Aklımızı başımıza devşirmek için ceset torbalarının da sokaklara dizilmesini mi bekliyoruz?
Utanmazlık!
Bir yandan, Duygu Doğan, Azra Akıncı, Peri Berker, Nil Karabina, Eda Asar'dan oluşan Ritmik Jimnastik Grup Milli Takımımızın, bu branşta Türkiye'ye kazandırdığı ilk Avrupa Şampiyonluğu'yla umutlanıyoruz. Rakiplerinden önce, "Antrenör yok" diyenleri, "Salon yok" diyenleri yene yene o kürsüye çıkmış o pırıl pırıl kız çocuklarına bakıp "Olimpiyat niye olmasın" diye hevesleniyoruz.
Diğer yandan, bu "milli başarı"nın haberini, sporcularımız sanki yüz kızartıcı bir suç işlemiş gibi "buzlayarak" vereceğini hatta öyle bile vermeyeceğini bildiğimiz paçavraların "gazete", yaptıkları sporu "ahlaksızlık", "namussuzluk" diye tanımlayan insan müsveddelerinin "gazeteci" sayıldığı bir ülkede yaşadığımızı hatırlayıp utanıyoruz.
SORU-YORUM
"Ordumuz vurdukça, ses CHP'den geldi" diye yazan Hilal Kaplan, hani şu, "TSK gerçekten peygamber ocağı olsa Arife günü kan döker miydi" diye yazan Hilal Kaplan mı?
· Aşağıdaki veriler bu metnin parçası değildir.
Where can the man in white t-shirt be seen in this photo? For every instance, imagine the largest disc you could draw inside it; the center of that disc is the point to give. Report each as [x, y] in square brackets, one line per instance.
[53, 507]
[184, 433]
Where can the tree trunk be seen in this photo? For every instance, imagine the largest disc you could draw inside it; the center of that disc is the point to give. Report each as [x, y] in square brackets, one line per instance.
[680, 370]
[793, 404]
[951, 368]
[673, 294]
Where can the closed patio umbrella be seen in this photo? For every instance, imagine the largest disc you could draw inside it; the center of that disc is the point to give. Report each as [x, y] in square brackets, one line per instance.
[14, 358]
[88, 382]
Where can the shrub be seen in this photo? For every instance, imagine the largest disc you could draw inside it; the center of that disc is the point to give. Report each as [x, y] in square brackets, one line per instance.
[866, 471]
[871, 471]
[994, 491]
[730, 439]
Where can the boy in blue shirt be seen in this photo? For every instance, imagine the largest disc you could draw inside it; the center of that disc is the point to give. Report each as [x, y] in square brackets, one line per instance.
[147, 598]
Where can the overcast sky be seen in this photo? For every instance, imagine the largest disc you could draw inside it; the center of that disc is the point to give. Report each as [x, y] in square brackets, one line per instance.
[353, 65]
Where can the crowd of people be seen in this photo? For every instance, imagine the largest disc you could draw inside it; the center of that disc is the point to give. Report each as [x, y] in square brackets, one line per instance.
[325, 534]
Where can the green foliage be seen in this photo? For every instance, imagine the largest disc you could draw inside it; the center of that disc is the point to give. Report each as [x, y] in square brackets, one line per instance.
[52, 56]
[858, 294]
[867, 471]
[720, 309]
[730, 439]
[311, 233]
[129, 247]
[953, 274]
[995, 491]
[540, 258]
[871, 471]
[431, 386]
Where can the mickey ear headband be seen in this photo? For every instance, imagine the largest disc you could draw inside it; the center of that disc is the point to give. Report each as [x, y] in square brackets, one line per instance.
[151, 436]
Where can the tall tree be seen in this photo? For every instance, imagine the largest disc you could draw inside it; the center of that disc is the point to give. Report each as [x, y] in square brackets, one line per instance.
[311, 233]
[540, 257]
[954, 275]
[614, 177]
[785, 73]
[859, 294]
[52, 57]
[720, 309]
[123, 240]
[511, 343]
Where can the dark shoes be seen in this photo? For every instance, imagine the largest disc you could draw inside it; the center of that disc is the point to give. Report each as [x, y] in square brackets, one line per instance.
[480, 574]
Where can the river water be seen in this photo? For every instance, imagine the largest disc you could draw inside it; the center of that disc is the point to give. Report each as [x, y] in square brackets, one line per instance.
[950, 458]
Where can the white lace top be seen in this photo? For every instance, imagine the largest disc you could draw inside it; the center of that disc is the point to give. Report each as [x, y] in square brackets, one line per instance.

Riyakarlığını sevdiğimin medyası…
Karısını, kızı yaşındaki bir genç kadınla aldatan, ondan evlilik dışı çocuk yapan, bütün bunları toplumun gözü önünde ve sanki marifetmiş gibi yaşayan kişinin televizyon kanalında, jüri üyelerinden birinin karısını aynı programda birlikte çalıştığı editörle aldattığı yarışmada, yarışmacılardan biri "çocuk yaşta" yaptığı "terbiye sınırlarını aşan sosyal medya paylaşımları" gerekçe gösterilerek elendi.
Evvelce, böyle naylon bir toplumsal sorumluluk şovu görülmüş müdür bilemiyorum ama alkışlıyoruz kendilerini…
Gencecik insanları, hiç aynaya bakmadan, sütten çıkmış ak kaşık edasıyla hunharca eleştirebilmek, çocukluk hatalarının üzerinde tepine tepine rencide edebilmek herkese mahsus olmayan birtakım kabiliyetler gerektirir sonuçta değil mi!